Not a great day today. I'd been feeling a bit rough most of the day and then I go for a code review (of my project code) and I feel worse and worse and I tell them I feel a bit iffy but I think it will go away so I don't ask to stop, but it gets worse and then one of the guys reviewing gets all sarcastic at me. And so then I'm sitting on the floor feeling like I'm going to have a fit (I'm epileptic) and also panicking because I think I'm going to have a fit and he has the audacity to still be a wanker even after I've told him I feel like I'm going to have a fit *and* I'm having a panic attack. Then he storms out! And tells my co-worker something along the lines of "Kate didn't look very happy" and didn't even ask me how I was when I made it back to the office. Now, though I *am* a needy person, I don't think it's unfair of me to expect someone to say "Are you ok?" when he's seen me in that state? Maybe I'm too quick to judge, just because I'm not a heartless git doesn't mean everyone else isn't, right? And to think yesterday I was planning on retracting any rude statements I'd made because I do dislike putting bad vibes out into the world, karma and all that jazz. But I'm sorry it just bugs me and seeing as I only write in my diary once a year or so, you guys are going to have to put up with the rants! I just don't understand how someone can be so completely fucking unfeeling. Whatever. Rant partially over.

Apart from that not much else happened today.

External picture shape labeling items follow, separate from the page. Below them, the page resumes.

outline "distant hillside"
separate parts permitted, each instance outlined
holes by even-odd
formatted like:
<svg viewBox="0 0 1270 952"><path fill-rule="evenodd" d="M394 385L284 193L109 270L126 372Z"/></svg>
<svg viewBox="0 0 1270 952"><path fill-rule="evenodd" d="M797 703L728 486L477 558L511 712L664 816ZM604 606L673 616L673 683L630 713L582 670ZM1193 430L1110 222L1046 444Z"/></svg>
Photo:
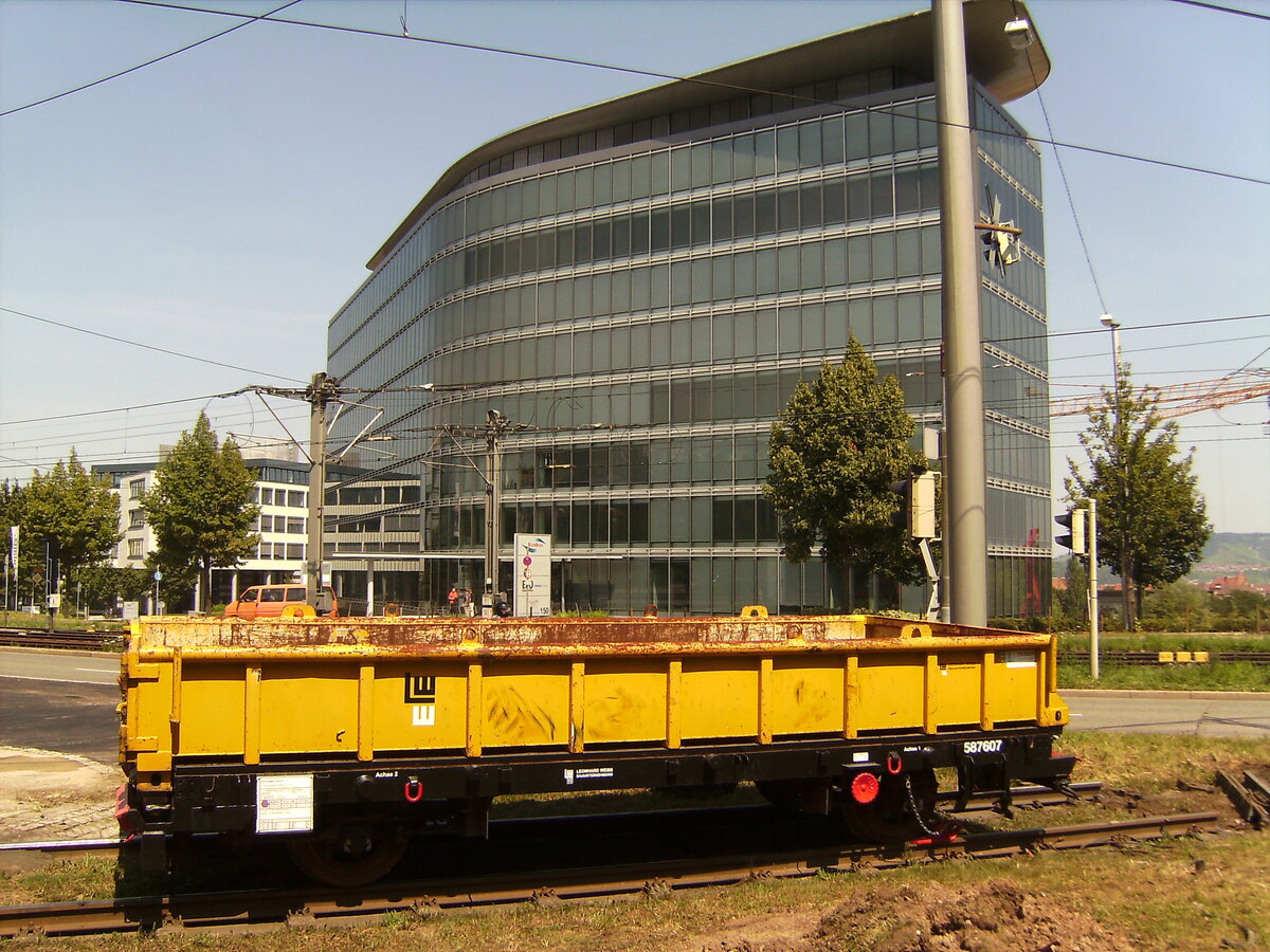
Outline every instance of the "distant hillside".
<svg viewBox="0 0 1270 952"><path fill-rule="evenodd" d="M1054 578L1067 574L1067 550L1057 548L1054 553ZM1267 532L1214 532L1204 547L1204 555L1186 575L1196 581L1210 581L1222 575L1243 572L1248 581L1270 583L1270 533ZM1116 576L1102 567L1099 581L1114 583Z"/></svg>
<svg viewBox="0 0 1270 952"><path fill-rule="evenodd" d="M1270 570L1270 533L1214 532L1195 569L1220 574L1226 567Z"/></svg>

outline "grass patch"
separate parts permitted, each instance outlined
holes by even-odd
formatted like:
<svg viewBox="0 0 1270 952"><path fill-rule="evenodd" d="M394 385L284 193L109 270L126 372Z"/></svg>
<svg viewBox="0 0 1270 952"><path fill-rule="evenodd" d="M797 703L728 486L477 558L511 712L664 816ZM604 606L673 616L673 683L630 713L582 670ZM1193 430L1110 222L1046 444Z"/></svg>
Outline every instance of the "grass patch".
<svg viewBox="0 0 1270 952"><path fill-rule="evenodd" d="M1176 795L1179 781L1210 784L1213 773L1219 768L1264 769L1270 765L1270 744L1264 740L1073 731L1063 736L1060 746L1081 758L1076 779L1102 781L1115 796L1104 803L1020 811L1013 824L983 815L987 824L994 828L1036 826L1118 819L1124 815L1123 805L1126 802L1121 791L1140 797L1140 810L1148 810L1153 798L1163 803L1170 795ZM747 784L742 784L737 795L744 791ZM645 806L674 806L678 800L658 801L654 800L660 797L657 793L635 795L634 798L645 796L649 797ZM621 800L624 795L611 797ZM540 802L554 812L561 812L564 807L560 798L518 798L516 802ZM607 798L596 797L573 797L568 802L588 810L612 806ZM1210 802L1218 802L1218 798L1210 795ZM818 939L805 941L804 937L814 937L824 923L832 923L837 910L861 908L861 897L871 901L876 896L879 901L875 906L864 906L867 909L866 922L861 920L860 928L850 935L843 934L845 942L832 946L834 949L864 952L888 947L888 942L894 941L897 923L912 905L904 895L916 895L933 908L940 894L932 894L932 889L956 890L959 895L973 899L980 891L988 895L993 882L1006 881L1035 897L1045 910L1071 910L1073 915L1092 918L1114 935L1126 937L1120 946L1123 948L1144 952L1215 951L1223 947L1223 941L1242 943L1245 933L1241 925L1259 935L1270 934L1270 880L1265 876L1266 868L1270 868L1270 834L1182 836L1095 850L1043 850L1038 856L1010 859L932 866L914 863L875 875L820 875L692 892L660 890L632 901L526 904L490 913L434 916L395 913L375 927L349 930L286 930L239 937L170 935L142 939L140 944L155 948L161 944L165 952L194 948L235 952L810 949L831 946L823 941L817 944ZM113 875L110 861L58 859L41 872L0 877L0 887L6 901L11 902L104 897L112 895ZM1064 944L1076 938L1068 935ZM136 935L42 939L41 947L136 949L138 939Z"/></svg>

I continued planning the heroine's first kiss with her hero (not one *the* heroes) which is fun 'cos you get to plan all romantic type stuff :D I decided against it being her first and only love, life doesn't happen like that, I mean life doesn't much happen like it does in the book, mythical creatures and stuff, but some things ought to correspond to "real life" having said that - she's still going to get a whopper of a romantic kiss 'cos hey, it's a story and I can do what I like :P Funfunfun.